March 23rd 2021

MCI contributing to the “i-week on sustainability 2021” at the University of Antwerp

PRME Insights: Julia Waldegger

At the MCI, we are committed to the United Nations Sustainable Development Goals. The SDGs form the framework for our activities in teaching, research and beyond. Sustainability is not only important for me personally, but also one of the most exciting and rewarding aspects of my work at MCI. Collaborating with other universities is inspiring. In the beginning of March, the University of Antwerp organized the “international week on sustainability” with 160 students representing 24 nationalities. MCI students working on their Responsible Management Badge participated as well.

Together with my colleague Martin Dinter, I had the privilege of facilitating the World Climate Simulation on two days. In the World Climate Simulation, students take on the role of UN delegates at an emergency climate summit. Their task is to limit global warming to below 2°C by 2100. The delegates must agree on three decisions. First, the delegates must decide when their region’s greenhouse gas emissions will peak, stagnate, and finally decline. Second, they must decide how much they decrease deforestation and promote afforestation. Third, they must determine whether their region contributes to or requests payments from the Climate. The role-play is supported by the interactive computer model C-ROADS. The delegates’ pledges are entered into C-ROADS which shows the temperature increase until 2100. Thus, the delegates immediately see the effects of their negotiation. In the first round, every region decides on their own. Unsurprisingly, the first round is rarely successful. In the second round of negotiations, the regions negotiate with each other to reach the goal together. Of course, the delegates must consider the regional political and economic interests. The simulation shows how difficult it is to find a common solution.

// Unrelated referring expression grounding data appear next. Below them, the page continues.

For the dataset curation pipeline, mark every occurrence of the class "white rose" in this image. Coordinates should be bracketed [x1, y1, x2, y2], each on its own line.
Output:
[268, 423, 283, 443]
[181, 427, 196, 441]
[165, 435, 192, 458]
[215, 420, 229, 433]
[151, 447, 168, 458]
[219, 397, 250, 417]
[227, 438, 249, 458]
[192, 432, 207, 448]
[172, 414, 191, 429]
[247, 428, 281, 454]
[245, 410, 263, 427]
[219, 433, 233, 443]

Every group develops a distinct dynamic which makes the World Climate Simulation exciting and unique in every session. Some groups lead heated discussions and tough negotiations but nonetheless fails in coming to a successful agreement because no one is willing to back down from their position. Other groups conduct constructive, straightforward negotiations and take far-reaching measures immediately. In any case, the simulation always prompts emotions. In the final reflection, I focus on a positive future. A future, where we were able to find a common solution to tackle the climate crisis together. Seeing how enthusiastic, committed, and motivated the students are, give me hope for the future. After all, they are the future decision-makers in organizations and at the political level!